Work Place Complaints

I learned early in my career that questioning management in the private sector can have negative consequences.  My first lesson came when I attended a national conference conducted by the organization I worked for and I stood up to ask a question at a plenary session.  My question was not hostile and was asked only after the speaker opened the floor for questions.  When I sat down, a more experienced employee sitting next to me asked if I was crazy.  He pointed out that you never raised real questions in this organization if you were interested in keeping your job.  Apparently, he was right because I felt the need to find a new job within a few weeks of the event.

I have always believed that any organization that discourages questions about perceived wrongdoing, inefficiencies, or any other related issue is dysfunctional and stagnant.  Employees have to believe that their legitimate complaints will be heard and treated appropriately or the organization will not be able to keep competent people.

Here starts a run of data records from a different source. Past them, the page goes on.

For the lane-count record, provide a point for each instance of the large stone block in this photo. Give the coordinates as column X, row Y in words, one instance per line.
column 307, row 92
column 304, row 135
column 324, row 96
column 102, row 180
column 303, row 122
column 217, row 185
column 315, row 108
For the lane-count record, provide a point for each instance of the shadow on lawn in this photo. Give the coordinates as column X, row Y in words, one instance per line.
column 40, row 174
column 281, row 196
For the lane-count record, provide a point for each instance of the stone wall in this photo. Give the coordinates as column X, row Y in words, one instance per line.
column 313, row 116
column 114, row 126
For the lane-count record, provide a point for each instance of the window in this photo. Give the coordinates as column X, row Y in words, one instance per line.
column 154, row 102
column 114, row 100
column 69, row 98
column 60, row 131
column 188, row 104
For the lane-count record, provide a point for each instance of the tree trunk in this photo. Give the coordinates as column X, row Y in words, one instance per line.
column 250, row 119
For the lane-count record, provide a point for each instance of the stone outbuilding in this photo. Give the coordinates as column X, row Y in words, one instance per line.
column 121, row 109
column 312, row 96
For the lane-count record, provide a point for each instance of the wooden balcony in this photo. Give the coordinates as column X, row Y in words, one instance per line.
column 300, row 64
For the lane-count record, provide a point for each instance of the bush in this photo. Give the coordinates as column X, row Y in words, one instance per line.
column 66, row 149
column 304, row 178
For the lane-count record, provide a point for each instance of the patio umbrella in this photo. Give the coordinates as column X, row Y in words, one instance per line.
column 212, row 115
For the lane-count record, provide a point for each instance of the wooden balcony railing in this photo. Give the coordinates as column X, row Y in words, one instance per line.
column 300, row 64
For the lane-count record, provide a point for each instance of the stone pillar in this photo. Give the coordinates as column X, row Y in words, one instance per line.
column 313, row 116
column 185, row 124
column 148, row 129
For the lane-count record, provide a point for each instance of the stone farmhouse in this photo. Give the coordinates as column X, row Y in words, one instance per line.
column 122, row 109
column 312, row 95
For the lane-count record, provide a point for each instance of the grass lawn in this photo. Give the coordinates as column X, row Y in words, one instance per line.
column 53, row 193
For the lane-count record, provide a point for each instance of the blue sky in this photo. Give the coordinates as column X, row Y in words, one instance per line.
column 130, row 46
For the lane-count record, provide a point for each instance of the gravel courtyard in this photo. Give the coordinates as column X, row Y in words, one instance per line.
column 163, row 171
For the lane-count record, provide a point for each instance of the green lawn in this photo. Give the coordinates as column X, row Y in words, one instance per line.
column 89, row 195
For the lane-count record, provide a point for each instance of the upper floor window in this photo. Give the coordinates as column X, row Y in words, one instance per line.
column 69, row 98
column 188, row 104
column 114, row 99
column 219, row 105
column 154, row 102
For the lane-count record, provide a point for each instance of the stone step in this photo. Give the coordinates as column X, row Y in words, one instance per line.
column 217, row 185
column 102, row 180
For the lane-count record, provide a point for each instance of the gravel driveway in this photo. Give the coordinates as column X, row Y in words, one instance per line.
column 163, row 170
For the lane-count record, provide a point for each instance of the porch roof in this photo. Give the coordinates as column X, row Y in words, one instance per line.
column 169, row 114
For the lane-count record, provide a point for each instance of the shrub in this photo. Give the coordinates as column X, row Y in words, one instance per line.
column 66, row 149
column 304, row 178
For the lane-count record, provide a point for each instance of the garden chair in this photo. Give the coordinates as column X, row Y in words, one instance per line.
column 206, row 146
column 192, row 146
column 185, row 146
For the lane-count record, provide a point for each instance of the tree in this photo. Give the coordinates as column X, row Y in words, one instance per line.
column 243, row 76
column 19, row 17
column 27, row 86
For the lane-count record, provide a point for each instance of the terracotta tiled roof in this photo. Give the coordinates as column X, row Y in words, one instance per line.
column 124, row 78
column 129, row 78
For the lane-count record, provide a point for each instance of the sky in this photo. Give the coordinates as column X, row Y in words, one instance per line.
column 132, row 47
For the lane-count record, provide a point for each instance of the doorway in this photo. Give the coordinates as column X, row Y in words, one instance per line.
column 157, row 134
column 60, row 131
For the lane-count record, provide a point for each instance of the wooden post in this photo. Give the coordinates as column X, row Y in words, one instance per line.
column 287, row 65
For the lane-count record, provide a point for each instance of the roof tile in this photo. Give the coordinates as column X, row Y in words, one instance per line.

I have written many times that I believe the City of Albany is a great place to work, and I have never witnessed retaliation against any employee for expressing their honest opinion about the City or how it operates.  I can think of a number of occasions where employees have brought complaints to me or to directors that allowed us to improve the organization by making some changes.  I also know that even in the best workplaces, there is potential for a manager or supervisor to retaliate against a subordinate.

The best insurance against retaliation for a workplace complaint is to make sure that the appropriate people know about it.  If there is a serious complaint against a manager or some city practice, informing the supervisor, department director, human resources director, city manager, and union representative (for represented positions) makes retaliation very difficult.  Documenting the complaint and backing it up with something more than an opinion are also important steps.  The advent of e-mail makes it very easy to inform and document.

I find it extremely frustrating when I hear anonymous complaints that offer no evidence to support a serious allegation.  While I will look into any accusation of wrongdoing against any city employee, there is very little I or anyone else can or should do if there is no identifiable witness or credible evidence to support the claim.

The most important lesson I learned from my first experience with retaliation was that I would never accept it if I encountered it again.  As an employee, I would choose not to work for a place where it was accepted and as a manager, I would not tolerate it.  The one example I encountered in another city resulted in sustaining an employee’s grievance and the termination of a supervisor.  Employees should always feel free to report problems when they see them without fear of retribution.